After the fascination of walking around the church and discovering the crypt, we walked around the corner to the castle which has a fantastic wide moat going around it and the brickwork on the facade is immense. The courtyard is circular and probably could be a great venue to host a tennis tournament (if the nets were raised), however imagination aside, the castle hosts a museum on the history of the town. Just taking a walk around the courtyard and the castle walls did it for us. It has charm, it has beauty and blends in very well with the surrounding buildings.
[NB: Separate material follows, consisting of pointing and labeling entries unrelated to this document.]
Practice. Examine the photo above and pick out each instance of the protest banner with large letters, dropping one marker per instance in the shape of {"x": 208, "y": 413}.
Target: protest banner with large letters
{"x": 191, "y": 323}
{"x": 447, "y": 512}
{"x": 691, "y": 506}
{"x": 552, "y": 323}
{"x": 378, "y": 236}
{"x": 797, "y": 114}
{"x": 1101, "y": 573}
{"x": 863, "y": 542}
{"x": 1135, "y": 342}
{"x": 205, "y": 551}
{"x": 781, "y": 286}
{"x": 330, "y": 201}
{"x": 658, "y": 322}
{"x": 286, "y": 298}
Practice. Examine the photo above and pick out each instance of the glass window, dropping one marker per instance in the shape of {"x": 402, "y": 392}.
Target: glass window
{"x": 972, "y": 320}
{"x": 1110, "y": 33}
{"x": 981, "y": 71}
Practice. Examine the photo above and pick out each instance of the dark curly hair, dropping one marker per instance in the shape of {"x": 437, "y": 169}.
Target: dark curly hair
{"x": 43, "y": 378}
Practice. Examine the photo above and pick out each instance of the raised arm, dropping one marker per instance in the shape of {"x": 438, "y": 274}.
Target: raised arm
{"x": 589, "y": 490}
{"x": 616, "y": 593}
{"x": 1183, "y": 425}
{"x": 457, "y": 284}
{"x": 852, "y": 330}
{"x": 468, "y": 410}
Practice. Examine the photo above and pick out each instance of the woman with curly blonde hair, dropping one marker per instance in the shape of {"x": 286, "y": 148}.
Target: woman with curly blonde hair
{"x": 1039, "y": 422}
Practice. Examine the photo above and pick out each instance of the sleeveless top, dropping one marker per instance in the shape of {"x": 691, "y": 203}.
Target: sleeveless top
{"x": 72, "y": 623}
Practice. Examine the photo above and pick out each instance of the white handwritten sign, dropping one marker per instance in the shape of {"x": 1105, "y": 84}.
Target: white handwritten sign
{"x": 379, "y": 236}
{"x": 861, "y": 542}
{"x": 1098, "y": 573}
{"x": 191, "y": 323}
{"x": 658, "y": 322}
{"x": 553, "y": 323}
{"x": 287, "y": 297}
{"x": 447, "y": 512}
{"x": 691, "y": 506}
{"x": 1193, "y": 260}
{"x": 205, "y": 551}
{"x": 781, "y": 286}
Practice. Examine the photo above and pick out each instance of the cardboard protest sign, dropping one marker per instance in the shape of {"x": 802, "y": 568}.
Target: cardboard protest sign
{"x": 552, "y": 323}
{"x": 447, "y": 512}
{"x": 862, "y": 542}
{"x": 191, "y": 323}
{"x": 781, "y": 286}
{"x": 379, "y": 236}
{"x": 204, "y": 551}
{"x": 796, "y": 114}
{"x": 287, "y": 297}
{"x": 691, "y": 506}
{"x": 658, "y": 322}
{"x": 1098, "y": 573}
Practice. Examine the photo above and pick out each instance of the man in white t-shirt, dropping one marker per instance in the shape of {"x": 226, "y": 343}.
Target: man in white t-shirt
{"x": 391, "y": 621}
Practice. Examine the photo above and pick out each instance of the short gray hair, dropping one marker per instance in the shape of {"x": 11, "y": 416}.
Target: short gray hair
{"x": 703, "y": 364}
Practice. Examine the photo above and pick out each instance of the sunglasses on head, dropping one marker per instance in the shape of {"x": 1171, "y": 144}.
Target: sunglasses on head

Away from the old city, Boulogne’s seafront and ‘new town’ has plenty of restaurants and shops to look at and on some days, roads are shut off for a street market. Walking along the seafront is a great idea (but only when the sun is out, the rain and wind of the sea can be awful at times) and the beach north of the town is wide, sandy and golden and is a great place to go to when the sun is out. Also in the beach and harbour area is the NAUSICAA sea life aquarium which is also of the region’s tourist attractions.
Outdoor activities is also highly popular on this part of the Cote d’Opale (The Opale Coast) and cycling seems to be the number one sport. The number one ride to do is through the national park just north of the town and follow the coastal road or other cycle tracks through the pretty villages to Calais. Even Danik has done a ride through here. Running is second around here and the nearby countryside is a great place to train on a Sunday morning if doing a long run.
Boulogne-sur-mer is a great place to stop off for a day trip (or even a weekend break if exploring more of the local area) and we would highly recommend visiting this beautiful city overlooking the city. It has history, culture, great food and the locals are welcoming. We hope you have enjoyed our reasons for visiting the town and would love to hear your views? Has anyone else been here? What would you recommend?